Quietly the Bishop said, “Remember Baudelaire. This Something of yours may be the very Enemy we are fighting. And as for a natural explanation—what a shabby, materialist's trick it is, Gregory, and what an old and tiresome trick. The materialist cries ‘Natural!' to everything you put before his eyes, and then when you present him with absolutely undeniable evidence of the supernatural, he simply says we must re-define the meaning of the word ‘natural' to embrace the new evidence! Round and round in circles he goes. And so do you.”

“I am
not
a materialist.”

“Prove it.”

“Am I guilty until proven innocent, then?”

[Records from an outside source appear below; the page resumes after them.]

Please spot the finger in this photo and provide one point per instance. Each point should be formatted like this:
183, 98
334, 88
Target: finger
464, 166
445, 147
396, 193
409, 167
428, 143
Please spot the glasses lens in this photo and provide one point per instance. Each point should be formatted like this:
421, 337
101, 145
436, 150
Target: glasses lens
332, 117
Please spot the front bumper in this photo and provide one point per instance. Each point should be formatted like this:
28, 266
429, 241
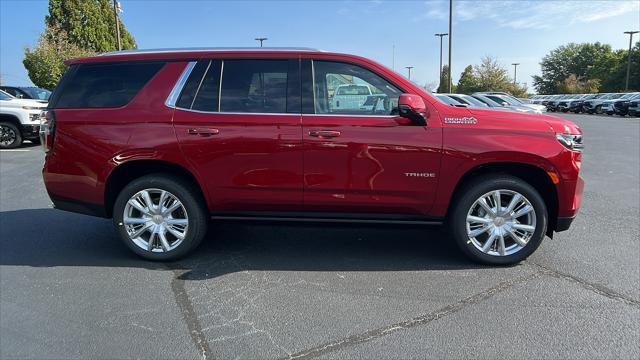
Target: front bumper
30, 131
570, 196
564, 223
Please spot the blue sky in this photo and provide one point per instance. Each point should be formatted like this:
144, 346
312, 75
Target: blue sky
511, 31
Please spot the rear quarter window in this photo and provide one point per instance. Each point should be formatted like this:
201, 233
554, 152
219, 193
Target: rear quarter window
104, 85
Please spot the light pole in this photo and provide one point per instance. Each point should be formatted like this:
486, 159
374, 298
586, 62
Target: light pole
626, 84
450, 37
515, 72
441, 35
393, 58
117, 9
409, 68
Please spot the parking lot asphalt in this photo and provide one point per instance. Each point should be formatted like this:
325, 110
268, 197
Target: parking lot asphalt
70, 289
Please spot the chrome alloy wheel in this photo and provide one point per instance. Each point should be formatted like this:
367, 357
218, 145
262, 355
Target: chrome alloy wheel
7, 135
155, 220
501, 222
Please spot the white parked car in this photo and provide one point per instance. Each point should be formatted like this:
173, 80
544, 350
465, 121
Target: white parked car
19, 120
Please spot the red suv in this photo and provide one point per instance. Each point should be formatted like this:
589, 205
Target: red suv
165, 141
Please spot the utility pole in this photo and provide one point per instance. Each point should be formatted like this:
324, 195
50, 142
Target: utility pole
409, 68
515, 72
626, 84
393, 58
450, 37
441, 35
117, 9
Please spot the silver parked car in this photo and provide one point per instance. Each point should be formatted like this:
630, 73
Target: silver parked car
501, 98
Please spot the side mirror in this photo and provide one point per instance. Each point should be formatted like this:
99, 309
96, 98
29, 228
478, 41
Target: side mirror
412, 107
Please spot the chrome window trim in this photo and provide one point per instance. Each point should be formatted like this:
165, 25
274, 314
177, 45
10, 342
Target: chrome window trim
235, 113
313, 85
220, 85
177, 88
204, 75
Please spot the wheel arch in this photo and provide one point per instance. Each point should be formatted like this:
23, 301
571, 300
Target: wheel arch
126, 172
531, 174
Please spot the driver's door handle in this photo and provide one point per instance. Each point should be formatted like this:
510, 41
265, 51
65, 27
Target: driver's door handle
203, 131
327, 134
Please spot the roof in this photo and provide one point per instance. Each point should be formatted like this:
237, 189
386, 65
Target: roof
192, 53
208, 49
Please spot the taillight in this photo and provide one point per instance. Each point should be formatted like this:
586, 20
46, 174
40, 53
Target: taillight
47, 130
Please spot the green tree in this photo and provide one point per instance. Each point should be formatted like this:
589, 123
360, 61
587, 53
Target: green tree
468, 82
491, 75
90, 24
74, 28
574, 85
616, 80
45, 63
443, 87
587, 61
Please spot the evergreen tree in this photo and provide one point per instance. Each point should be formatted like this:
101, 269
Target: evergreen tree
468, 82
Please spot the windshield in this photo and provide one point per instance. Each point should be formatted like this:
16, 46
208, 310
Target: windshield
472, 100
486, 100
447, 100
353, 90
5, 96
37, 93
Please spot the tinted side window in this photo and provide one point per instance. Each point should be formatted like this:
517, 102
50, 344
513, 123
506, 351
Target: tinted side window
192, 85
105, 85
254, 86
207, 93
341, 88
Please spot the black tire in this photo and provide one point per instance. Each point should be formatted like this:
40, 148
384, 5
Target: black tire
10, 136
198, 215
473, 191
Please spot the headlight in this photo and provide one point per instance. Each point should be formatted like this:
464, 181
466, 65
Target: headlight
571, 141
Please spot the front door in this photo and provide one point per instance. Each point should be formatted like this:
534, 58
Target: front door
238, 124
358, 157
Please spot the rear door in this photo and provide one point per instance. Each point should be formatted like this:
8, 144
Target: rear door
358, 156
239, 126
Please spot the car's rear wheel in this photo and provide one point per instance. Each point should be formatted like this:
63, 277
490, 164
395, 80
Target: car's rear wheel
499, 220
10, 136
160, 217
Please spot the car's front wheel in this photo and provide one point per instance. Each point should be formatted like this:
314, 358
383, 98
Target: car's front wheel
499, 220
10, 136
160, 217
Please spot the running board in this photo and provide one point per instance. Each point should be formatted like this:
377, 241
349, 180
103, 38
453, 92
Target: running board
348, 218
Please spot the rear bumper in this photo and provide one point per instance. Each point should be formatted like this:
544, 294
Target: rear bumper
564, 223
569, 204
30, 131
78, 207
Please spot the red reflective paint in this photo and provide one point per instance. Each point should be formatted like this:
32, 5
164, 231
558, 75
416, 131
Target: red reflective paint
303, 162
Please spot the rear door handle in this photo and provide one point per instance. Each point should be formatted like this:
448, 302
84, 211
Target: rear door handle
327, 134
203, 131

Vexed, the Bishop said harshly and rapidly, “Your guilt has already been established—by yourself—in all that you have said today. Besides, I am under no obligation to follow the court procedure of a democracy. The Church is not a court and it is not a democracy.”

Gregory, after a moment of internal debate, reconstructed for the Bishop his telephone conversation with his brother-in-law. When he was through, the Bishop said:

“The natural explanation. I could expect little else from a man of science. But why you, a priest, should find this brand of explanation more acceptable than a supernatural explanation—this baffles me, Gregory, baffles and hurts me.”